Оговорки исследователей о том, что сатирические миниатюры молодого Чехова не достигали подлинно щедринских глубины и размаха[150 - См.: Гущин М. Указ. соч. С. 37; Турков А. Указ. соч. С. 31.], разумеется, справедливы. Но не следует упускать из виду закономерность творческого развития Чехова, которая и в разгар щедринских влияний позволяет видеть в нем писателя со своей главной темой, идущего своим путем. Щедринская манера письма была не «чужда»[151 - Бердников Г. Указ. соч. С. 24.] творчеству Чехова, а нашла в нем строго ограниченное применение. Здесь следует говорить не о подражании и не о соревновании, а о стилизации.

Прибегая в отдельных произведениях к щедринской манере, создавая произведения и отдельные образы в духе Щедрина, Чехов творчески осваивал один из наиболее близких ему идейно вариантов отношения к действительности. Но исключительного следования по этому пути у Чехова никогда не будет; столь же блестяще он овладеет и иными традициями, представлявшимися Чехову иными «правдами» в искусстве и жизни. Это проявится уже вне юмористической сферы его творчества.

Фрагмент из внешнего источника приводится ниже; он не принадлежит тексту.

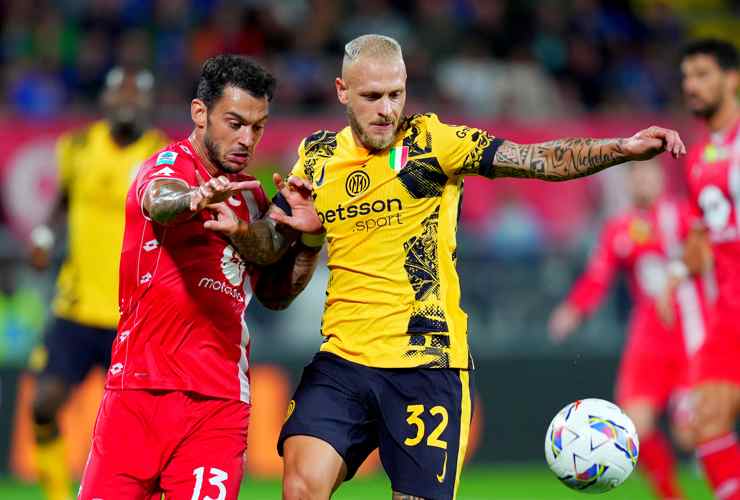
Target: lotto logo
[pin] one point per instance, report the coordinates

Не будем забывать, что вовсе не одна юмористика была колыбелью чеховского творчества. Оказавшись волею судеб в стане «завсегдатаев юмористических журналов (непременных членов по юмористическим делам присутствия)» (2, 451), Чехов одновременно пытался найти себя в далеких от юмористики областях. Уже до начала работы в «Осколках» он был автором серьезной драмы в четырех действиях; одновременно с юмористическими мелочишками он пробовал себя в рассказах типа «Живой товар», «Цветы запоздалые», а затем не только в детективно-пародийной, но и социально-психологической «Драме на охоте».

И в сценках Чехова очень рано появляются ноты, заставлявшие Лейкина, который думал найти в московском студенте своего ученика и последователя в юмористике, недоумевать и предостерегать от нарушений чистоты жанра. А Чехов, пославший в «Осколки» своих «Вора» и «Вербу», ответит, что он и не думает держаться «рамок в пользу безусловного юмора»: «Упаси Боже от суши, а теплое слово, сказанное на Пасху вору, к<ото>рый в то же время и ссыльный, не зарежет номера. (Да и, правду сказать, трудно за юмором угоняться!.. Иной раз погонишься за юмором да такую штуку сморозишь, что самому тошно станет. Поневоле в область серьеза лезешь)» (П 1, 67). А поэт Л. И. Пальмин, посылая в «Осколки» свое стихотворение «Июньская ночь», жаловался Лейкину: «Ты как-то злобно преследуешь красоты природы и скажешь, что тут нет никакой сатиры».[152 - ИРЛИ. Ф. 149 (Н. А. Лейкин). Оп. 2. Ед. хр. 146. Л. 63.] Действительно, теплота, лиризм, описания природы – все это казалось редактору «Осколков» чем-то ненужным и опасным для «определенности физиономии» журнала.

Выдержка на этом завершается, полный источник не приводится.